Wednesday, June 9, 2010

Viva Dudamel!

Everything good I've heard about Dudamel is true.  I learned this when I heard him and the Los Angeles Philharmonic play to a sold out audience at the Kennedy Center in Washington DC.  Dudamel is known for his energetic conducting style, his youth (29 years old), his inexperience (this is his first job as conductor of a major symphony orchestra), and the fantastic music he makes with his orchestra.

The first piece on the program was Leonard Bernstein's "Age of Anxiety," which I had never heard before.  The performance was interesting even before it began because of the sight of an unusually large orchestra.  I counted four percussionists, each with a complete set of timps, etc., and there may have been more that I couldn't see.  The cellists, likewise, were numerous.  There were not one, but two, harps, which I saw but did not hear.  The first violins were on the conductor's left.  The cello section started behind the first violins and spilled over to face the audience.  The second violinists were on the conductor's right, and the violists were behind them.  There was a grand piano in front of the conductor in a place where the pianist could lead the orchestra.  The composition was a cross between a symphony and a concerto for jazz piano.  Bernstein loved to play jazz piano, and he played the piano at the premier performance of this composition.  I really liked the piece.  It had lyricism, the feel of jazz, and lots of changes in coloring.  The latter is probably due in part to Dudamel.  I liked the piece so much that I felt sad when it ended. 
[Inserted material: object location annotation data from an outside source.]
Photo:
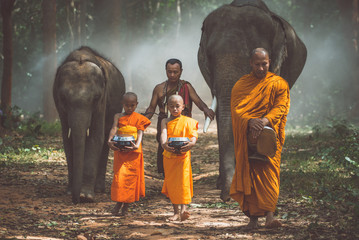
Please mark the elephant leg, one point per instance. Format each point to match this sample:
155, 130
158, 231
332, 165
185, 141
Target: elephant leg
226, 148
100, 184
226, 168
67, 142
92, 156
The other piece on the program was Tchaikovsky's Symphony Pathetique, an old friend to music lovers like me.  It was born again, as all music is each time it is played, with the infusion of the personalities of the music makers.  Here Dudamel shone.  He put so many subtle but very effective changes into the coloring of the piece.  The performance was fun to watch, making it more engaging and endearing than a recorded version.  The string sections were configured the same way as they were for the Bernstein piece.  I loved watching the themes bounce from one section of instruments to another, and I loved watching the conversations or volleys among the instruments.  I especially loved all the little surprises that Dudamel and the orchestra put in to a piece I knew and loved. 
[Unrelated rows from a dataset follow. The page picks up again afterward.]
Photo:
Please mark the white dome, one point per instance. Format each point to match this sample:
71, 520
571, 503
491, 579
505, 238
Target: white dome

The concert ended with tumultuous applause and something I've never seen before: an encore for the orchestra.  Actually, it was only a small group of the instruments.  They played an excerpt from Massenet's opera "Manon Lescaut." The audience loved it. After the concert, as I was waiting in line for the shuttle bus that took people to the nearest Metro station, I got into a conversation with the woman standing next to me.  She was a member of the second violin section of the L.A. Philharmonic, going to visit a friend rather than staying with the other musicians.  What an opportunity I had to ask her questions and learn from her!  I started with enthusiastic, heartfelt praise for the orchestra.  She said, somewhat apologetically, that the orchestra would sound much better in a year or two because it takes that long for an orchestra and a conductor to get to know each other really well.  (I thought of the reviews by music critics that I've read.  They have a mixture of praise, sharp criticism, and wonder about the future.)  I had read that this was Dudamel's first job as a conductor of a major symphony orchestra, and I asked her about that.  She said that, technically, that's correct, but Dudamel had been associated with the LA Phil for two years, conducting the orchestra from time to time.  I know from personal experience how important it is for the orchestra members to have a good relationship with the conductor, so I asked her how Dudamel was to work with.  She gave me a big smile and said, "He's so nice."  I was especially interested in the Tchaikovsky symphony.  I've played violin parts by Tchaik that were not in violin-friendly keys, notoriously D flat major.  I asked her whether the Tchaik symphony was difficult to play, and she said, "Technically no, but artistically yes.  Dudamel makes so many subtle changes in tempo, for example, that the players really have to be sensitive to the conductor." 

Soon she and I parted ways. On my way home, I kept thinking about the concert and feeling excited.  Even now, whenever I think about the concert, I feel excited.